Clause 46 - Offences relating to non-consensual analysis of DNA
Human Tissue Bill
11:00 am

Dr Evan Harris (Oxford West and Abingdon, Liberal Democrat)
The hon. Gentleman is nodding. No doubt he is already thinking about a grant application.
My second point concerns correspondence that I have had on the issue of intention. Will the Minister expand on intentional offences? I am sure that there are intentional offences, but we must be careful before legislating in that area because of the difficulty of proof. I do not suggest that she seeks to create a thought crime that might be too wide, but we know the sort of thing that she is considering.

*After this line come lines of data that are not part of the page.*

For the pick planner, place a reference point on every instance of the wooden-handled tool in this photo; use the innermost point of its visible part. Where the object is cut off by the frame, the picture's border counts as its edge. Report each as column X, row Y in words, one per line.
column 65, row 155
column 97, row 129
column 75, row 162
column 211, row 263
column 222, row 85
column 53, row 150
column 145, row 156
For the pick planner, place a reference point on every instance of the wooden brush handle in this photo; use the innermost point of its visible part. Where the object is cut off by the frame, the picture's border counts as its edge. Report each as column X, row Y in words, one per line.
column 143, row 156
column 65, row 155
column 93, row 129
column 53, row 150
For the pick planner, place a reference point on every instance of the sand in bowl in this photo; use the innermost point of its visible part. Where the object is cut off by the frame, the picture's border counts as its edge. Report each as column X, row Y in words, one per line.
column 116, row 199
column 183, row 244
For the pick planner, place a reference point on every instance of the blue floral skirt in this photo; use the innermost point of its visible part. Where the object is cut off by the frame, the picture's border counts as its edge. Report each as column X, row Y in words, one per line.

Is there any evidence that the sorts of offences that we are talking about will be caught by the measure? In the scenario that she painted, in which person A has the material innocently and person B carries out the DNA analysis, it is possible that, although the analysis is carried out without consent, no one would be found guilty because the person who committed the offence reasonably believed that the material was accepted and that consent had been given.
We must stress that there is a duty to be careful when carrying out DNA analyses because of the other purposes to which they may be put. The exemption for reasonable belief might—I surprise myself by saying this—allow cases to slip through, and people carrying out DNA analysis might not be required to be careful about ensuring that they have consent. There must be
a requirement that people are not reckless about consent. The default situation should be that gaining consent is carefully done.
The ethics and law surrounding the analysis of a person's DNA for the clinical benefit of someone else have not been raised. Someone might require information about someone else's genetics to find out whether they have a condition and, if so, what is the right treatment available. That might be the case particularly for the advice needed for genetic counselling. I regret that I cannot illustrate a scenario now, but that is why schedule 1 provides for research to be done for the benefit of another individual. If it emerges that information from a dead person might be useful but that he gave no recent consent for DNA analysis, would the person whom it might help have recourse to using it? Schedule 1 refers to:
''Obtaining scientific or medical information about a living or deceased person which may be relevant to any other person''.
Clearly, that normally requires consent. However, in the case of DNA analysis, what are the Government's intentions if the interests of two people sharing genetic information must be considered? That case may not arise, but it is a concern.
A series of issues have emerged as a result of the inclusion of criminal justice purposes that do not require consent. There is a civil liberties issue concerning the circumstances under which DNA analysis of such material should be permitted. Would it be permitted if people were charged or detained, or would it be permitted in all cases? How will the provisions relate to criminal justice measures that have either been proposed or enacted? Many people are concerned that their DNA might be used for criminal justice purposes without their knowledge even if they are not in the frame or have not been charged. We must be clear about the circumstances under which DNA analysis is permitted.
There are other significant issues to which we may need to return, but I am conscious of the time so I will leave my remarks at that.